In theory, the answer is yes, it can. There are 2 general cases (we assume that it's pure water):
First, the polymerization is not complete (chemical viewpoint). And, it continue reaction in aqueous environment when you immerse in water. Hence, the (molecular) weight is still enhanced.
Second, the 3D structure of polymer has ability to "hold" water molecular (hydrogel). This is the increase of polymer weight, not molecular weight.
However, to decrease the weight, it's another step. We cannot increase and decrease the weight in a step while conditions are constant (maybe it occur very quickly and we cannot observe, 0.0001s for increase and then decrease). An exception is a very long-time process; yes, it is possible in few months or years (I don't know why is it). Hence, after the increase of weight, to reduce it, we need to change: (1) temperature, (2) pH, (3) assistant steps such as microwave, photo-induce or electromagnetic field, etc.
I don't know exactly what situation you mention. But we can build a copolymer, it is a solution!
Actually it's a copolymer; at first 24 hours its weight increased, but 24 hours later its weight decreased. The copolymer has been modificated with alkanolamine and sulfonic groups.

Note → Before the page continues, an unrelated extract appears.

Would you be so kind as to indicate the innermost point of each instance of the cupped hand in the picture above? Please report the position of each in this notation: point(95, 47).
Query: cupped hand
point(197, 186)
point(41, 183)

Herein, we need to define 3 factors: (1) the solubility of monomers, (2) the concentration ratio/distribution state of monomers and (3) the structure of copolymer (1D, 2D or network). The hydrophilic/hydrophobic of other groups is also important.
It's hard to explain with insufficient information. But, I guess that the copolymer you used contains at least one soluble polymer (i.e. PVA) with low concentration ratio, and have network (3D) structure. So, what's information/explanation/question you want to know? Please clarify your question!
The copolymer is hydrophobic, but it was sulfonated and an alkanolamine was added; finally, the modificated copolymer was made membrane. The question is, what could hapen between sulfonic groups (on the sulfonated copolymer) and, amine and/or OH groups (on the alkanolamine) for explaining the behavior its water absortion, I meant which reactions could hapen to explain the increase and decrease of copolymer weight when it is inmersed on water.
Si te refieres a la masa del polímero pudiera ser de acuerdo al grado de higroscopia, del polimero y entonces pudiera este absorber agua e hincharse y asi entonces aumentar su peso. Si es en relacion a la masa molecular es dependiendo si todavia no ha polimerizado por completo es posible que pueda darse un cambio en el peso molecular
I've seen a similar result with fuel cell polymers that I know are completely stable in water and definitely clear of short-chain molecules (high MW, very low PDI, confirmed by GPC). It's not necessarily oligomer/monomer washing out of the system or degradation - presumably you're casting these as thin films, so there will be some remainder of your casting solvent that is trapped and (presumably) only becomes re-accessible when the polymer swells sufficiently.
There's another more fundamental angle - do you know the Tg(s) of your polymers, and have you / are you sure that you've fully exchanged it to the acid form? If you're above your Tg, you could be getting rearrangement and aggregation or crystallization that may enhance the hydrophobicity long-term. It's a very real possibility since you've got salt-like interactions that can form as the chains move around, and each sulfonate-amine bridge that forms is going to reduce the ability to form water channels. Sequential NMRs can help you sort it out - the water peak will shift around depending on hydration state.
Finally, there are a lot of very good publications on water management in proton exchange membranes (e.g. for fuel cells / electrolyzers) - there's a whole thesis out of my group (a result of quite a few ACS papers) that's really good at describing what I've mentioned, plus a few alternative possibilities, e.g. a change in interfacial hydrophobicity (around p120) causing a slow change in the vapour equilibrium: http://summit.sfu.ca/system/files/iritems1/9977/etd5886.pdf . The PEM side is your best bet - lots of structural studies, good data. On the AEMFC side, Andrew Herring presents the only data I'd trust (it's a new field, modelling is very different from experimetnal data, etc.). Presumably groups that work on bipolar membranes have looked into the acid-base interactions at the interface, and that could directly relate to your work, but you may have to wait awhile for good studies on those.
In the interesting case of sodium polystyrene sulfonate, hydration, accompanied by swelling, can be expected to result in some tendency for polystyrene sulfonic acid and sodium hydroxide to form, what can be translated as: (CH2CHC6H4SO3Na)n + nH2O ↔ (CH2CHC6H4SO3H)n + nNaOH. Eventually, hydrogel-like structure may develop, possibly as a close to the surface layer, in which NaOH diffuses, being progressively leached out. That can be expected to lower the osmotic pressure differential between the swollen layer and the water or aqueous solution where the polymer is immersed, an effect that can limit swelling, to some extent.